Gene functional group classifications are apparently required in studies, to accompany meaningless statistics. When I’ve read papers attaching significance to gene functional groups, it often seemed like hypothesis-seeking efforts to overcome limited findings.

I’ll start looking closer when study findings include Nrf2 signaling pathway targets quinone reductase, DNA damage marker 8-hydroxydeoxyguanosine, and enzymes glutathione peroxidase and glutathione S-transferase.

4. I bolded “unregulated inflammation” in Part 1 because it’s a phrase I’d ask to be defined if that site enabled comments. Thinking on inflammation seems to come from:

“We focus on the intestinal epithelial cell as a key player because if you enhance function of that cell, and Nrf2 is part of that story, once you get those cells working as they should, they are modulating this whole underlying immune network.”

An environmental signaling paradigm of aging and Reevaluate findings in another paradigm have a different focus. That paradigm looks at inflammation in the context of aging:

“A link between inflammation and aging is the finding that inflammatory and stress responses activate NF-κB in the hypothalamus and induce a signaling pathway that reduces production of gonadotropin-releasing hormone (GnRH) by neurons.

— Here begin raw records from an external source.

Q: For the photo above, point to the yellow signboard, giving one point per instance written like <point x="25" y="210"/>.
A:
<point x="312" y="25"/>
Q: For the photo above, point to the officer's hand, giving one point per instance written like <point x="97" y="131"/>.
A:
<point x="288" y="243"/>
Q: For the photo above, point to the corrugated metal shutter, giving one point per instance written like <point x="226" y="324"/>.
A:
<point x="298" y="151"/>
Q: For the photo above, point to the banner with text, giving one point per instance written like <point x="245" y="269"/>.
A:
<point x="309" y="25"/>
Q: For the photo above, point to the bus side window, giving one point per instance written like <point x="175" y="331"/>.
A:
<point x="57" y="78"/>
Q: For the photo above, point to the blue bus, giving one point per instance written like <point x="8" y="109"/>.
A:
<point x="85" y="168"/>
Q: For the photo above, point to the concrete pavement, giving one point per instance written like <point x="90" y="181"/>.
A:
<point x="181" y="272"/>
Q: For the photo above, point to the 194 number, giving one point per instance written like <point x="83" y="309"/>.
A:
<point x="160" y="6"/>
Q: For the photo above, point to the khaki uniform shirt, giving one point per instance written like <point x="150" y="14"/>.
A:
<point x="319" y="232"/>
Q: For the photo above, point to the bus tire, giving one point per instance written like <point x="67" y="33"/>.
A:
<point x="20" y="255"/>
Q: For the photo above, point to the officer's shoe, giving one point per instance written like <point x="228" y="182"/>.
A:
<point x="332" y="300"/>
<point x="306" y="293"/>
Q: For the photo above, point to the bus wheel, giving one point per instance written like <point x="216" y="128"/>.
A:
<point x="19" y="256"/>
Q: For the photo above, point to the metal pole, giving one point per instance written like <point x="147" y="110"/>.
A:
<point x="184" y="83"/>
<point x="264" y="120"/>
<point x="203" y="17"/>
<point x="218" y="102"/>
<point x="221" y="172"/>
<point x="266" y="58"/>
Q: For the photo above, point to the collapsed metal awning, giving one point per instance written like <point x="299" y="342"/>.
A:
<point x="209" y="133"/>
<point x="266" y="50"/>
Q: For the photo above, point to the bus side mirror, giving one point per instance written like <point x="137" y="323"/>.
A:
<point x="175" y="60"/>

The case is particularly interesting when we realize that the aging phenotype can only be maintained by continuous activation of NF-κB. So here we have a multi-level interaction:

  1. Activation of NF-κB leads to
  2. Cellular aging, leading to
  3. Diminished production of GnRH, which then
  4. Acts (through the cells with a receptor for it, or indirectly as a result of changes to GnRH-receptor-possessing cells) to decrease lifespan.

Cell energetics is not the solution, and will never lead to a solution because it makes the assumption that cells age. Cells take on the age-phenotype the body gives them.

Aging is not a defect – it’s a programmed progressive process, a continuation of development with the body doing more to kill itself with advancing years. Progressive life-states where each succeeding life-stage has a higher mortality (there are rare exceptions).

Cellular aging is externally controlled (cell non-autonomous). None of those remedies that slow ‘cell aging’ (basically all anti-aging medicines) can significantly extend anything but old age.

For change at the epigenomic/cellular level to travel up the biological hierarchy from cells to organ systems seems to take time. But the process can be repeated indefinitely (so far as we know).”